- Associated Press - Monday, April 14, 2014

FLOWOOD, Miss. (AP) - Pearl River’s waters flooded parts of Jackson and surrounding areas in 1979 in a deluge that paralyzed the city and led to the evacuation of 15,000 people.

Now, 35 years later, the river is making a return visit. At the 34-foot stage, water has done little more than flood wooded areas, compared with the 43-foot crest of 1979. But with the swollen Pearl climbing again Monday after heavy rain overnight, it’s a reminder that despite decades of study, little has been done to protect Mississippi’s largest urban area.

The Easter flood caused more than $500 million in damage - $1.3 billion in today’s dollars. But damage from an equivalent flood could be even more costly, because the Rankin County side of the river has sprouted hospitals, office buildings and shopping centers in the ensuing decades. In Jackson, the city built the $65 million Jackson Convention Complex atop Town Creek, which backed up with floodwater in 1979, cutting off parts of the city’s business district.

Since the flood, three different plans have been considered and rejected.

“It’s not like there hasn’t been anything going for 35 years,” said Greg Raimondo, a spokesman for the Vicksburg District of the U.S. Army Corps of Engineers. “It’s just the local interests both in Jackson and upstream and downstream haven’t been able to come to any agreement on how to manage this water.”

Now, local officials are looking at a fourth plan, which would develop a lake near downtown Jackson.

“We’re getting close,” said Dallas Quinn of the Pearl River Vision Foundation. “This is the closest we’ve been in a long, long time.”

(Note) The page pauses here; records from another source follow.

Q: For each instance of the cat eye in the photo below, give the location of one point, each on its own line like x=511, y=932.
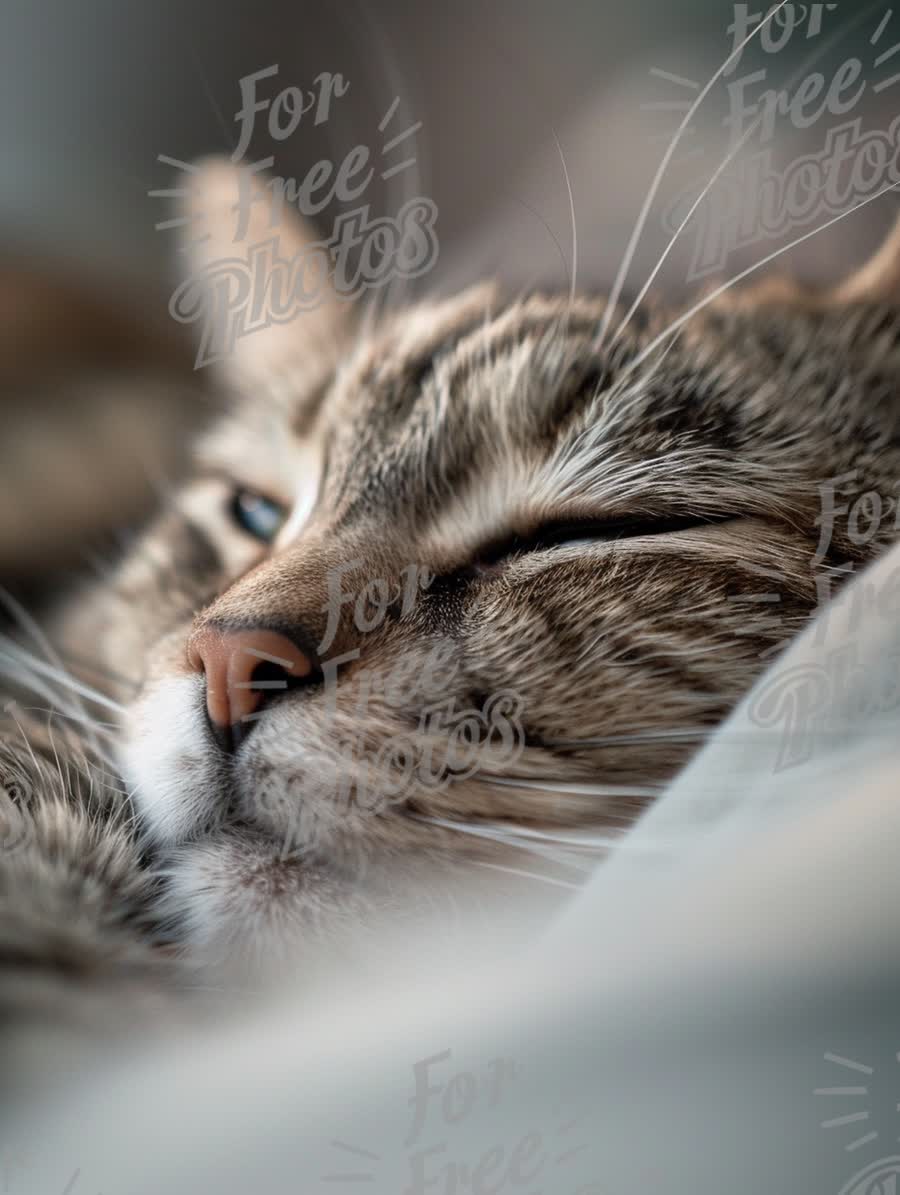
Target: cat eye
x=256, y=514
x=573, y=531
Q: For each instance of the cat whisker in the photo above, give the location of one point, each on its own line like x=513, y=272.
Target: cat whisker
x=527, y=875
x=663, y=166
x=30, y=626
x=12, y=654
x=801, y=72
x=739, y=277
x=576, y=788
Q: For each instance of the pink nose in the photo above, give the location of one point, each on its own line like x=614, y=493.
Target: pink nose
x=242, y=668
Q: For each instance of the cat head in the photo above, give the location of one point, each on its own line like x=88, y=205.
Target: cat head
x=457, y=581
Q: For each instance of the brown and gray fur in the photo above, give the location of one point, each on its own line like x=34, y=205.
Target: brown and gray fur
x=433, y=437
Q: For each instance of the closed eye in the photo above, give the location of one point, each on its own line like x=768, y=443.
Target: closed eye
x=571, y=531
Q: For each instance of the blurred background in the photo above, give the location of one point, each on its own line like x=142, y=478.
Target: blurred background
x=532, y=120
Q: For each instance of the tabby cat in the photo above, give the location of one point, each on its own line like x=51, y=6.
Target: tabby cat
x=448, y=593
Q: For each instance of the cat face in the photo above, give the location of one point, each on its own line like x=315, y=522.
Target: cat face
x=471, y=575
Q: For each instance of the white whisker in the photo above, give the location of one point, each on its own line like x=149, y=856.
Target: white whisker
x=752, y=269
x=663, y=166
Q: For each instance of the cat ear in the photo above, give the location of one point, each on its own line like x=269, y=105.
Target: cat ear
x=258, y=286
x=879, y=280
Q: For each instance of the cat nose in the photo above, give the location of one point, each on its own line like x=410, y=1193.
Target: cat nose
x=242, y=669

The foundation is a private group that’s conducting a $2 million engineering and environmental study, with the backing of the Rankin-Hinds Pearl River Flood and Drainage Control District. That levee district operates levees and pumps that provide partial protection from flooding. The study money comes from a variety of sources, including $1 million from the Mississippi Development Authority.

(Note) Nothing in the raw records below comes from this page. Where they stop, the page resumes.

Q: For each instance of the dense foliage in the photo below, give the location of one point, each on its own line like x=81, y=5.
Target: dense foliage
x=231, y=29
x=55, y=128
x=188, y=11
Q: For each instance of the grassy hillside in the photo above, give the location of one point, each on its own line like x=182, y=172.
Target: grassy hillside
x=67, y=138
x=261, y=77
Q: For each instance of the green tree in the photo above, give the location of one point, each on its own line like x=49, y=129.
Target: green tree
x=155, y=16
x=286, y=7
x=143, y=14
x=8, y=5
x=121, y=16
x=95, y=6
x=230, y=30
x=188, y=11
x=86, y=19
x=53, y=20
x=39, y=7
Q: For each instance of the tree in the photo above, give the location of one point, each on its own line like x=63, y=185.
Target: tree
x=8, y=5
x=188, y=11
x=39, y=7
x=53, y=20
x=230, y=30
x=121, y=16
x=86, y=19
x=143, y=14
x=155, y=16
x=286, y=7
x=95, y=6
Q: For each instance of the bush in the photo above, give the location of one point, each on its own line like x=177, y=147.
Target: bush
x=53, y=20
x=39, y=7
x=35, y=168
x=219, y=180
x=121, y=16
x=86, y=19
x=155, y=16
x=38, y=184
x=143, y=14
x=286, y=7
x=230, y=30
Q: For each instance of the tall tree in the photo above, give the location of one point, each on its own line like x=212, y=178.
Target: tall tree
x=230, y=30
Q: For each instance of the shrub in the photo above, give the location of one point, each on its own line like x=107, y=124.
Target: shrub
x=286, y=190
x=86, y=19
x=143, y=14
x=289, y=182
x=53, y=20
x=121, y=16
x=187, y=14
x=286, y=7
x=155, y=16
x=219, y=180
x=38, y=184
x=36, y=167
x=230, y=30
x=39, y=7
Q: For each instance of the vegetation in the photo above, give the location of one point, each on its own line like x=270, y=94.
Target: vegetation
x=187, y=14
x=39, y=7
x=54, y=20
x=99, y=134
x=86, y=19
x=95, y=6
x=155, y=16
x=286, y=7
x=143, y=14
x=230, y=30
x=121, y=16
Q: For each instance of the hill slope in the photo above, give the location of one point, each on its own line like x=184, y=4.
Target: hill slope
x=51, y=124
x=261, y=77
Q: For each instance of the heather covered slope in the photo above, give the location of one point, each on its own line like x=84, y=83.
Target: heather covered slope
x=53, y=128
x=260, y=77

Quinn said a draft is supposed to be completed in June. After comments by the public and government agencies, leaders hope to finalize the study by year’s end.

Even if everyone reaches agreement, a funding source would still have to be identified for the work.

Initially, the U.S. Army Corps of Engineers proposed to build a dry lake north of the current Ross Barnett Reservoir that would only fill during floods. But local landowners objected to the plan for the Shoccoe Dry Dam, and the state House of Representatives defeated a bill in 1987 to allow a state agency to sponsor it. That was followed by proposals by the Corps of Engineers to build 21 miles of levee systems in 1996 and 2007. Some residents feared they could shift flooding downstream.

By then, Jackson oilman John McGowan was promoting a plan to build two lakes, with islands that could be developed.

Monday, McGowan repeated his longstanding argument that flood control on the Pearl will only make financial sense with an economic boost.

“Development is needed to make it all work,” he said.

But the Corps of Engineers rejected the two-lake plan, saying it wasn’t economically justified or environmentally sound. Lake advocates moved on to a plan with just one lake. There’s little opposition to it around Jackson. However, residents near the Pearl’s mouth in St. Tammany Parish, La., have said they’re worried the dam will cut water flows, damaging wetlands and wildlife. In September, the St. Tammany Parish Council passed a resolution opposing the dam proposal.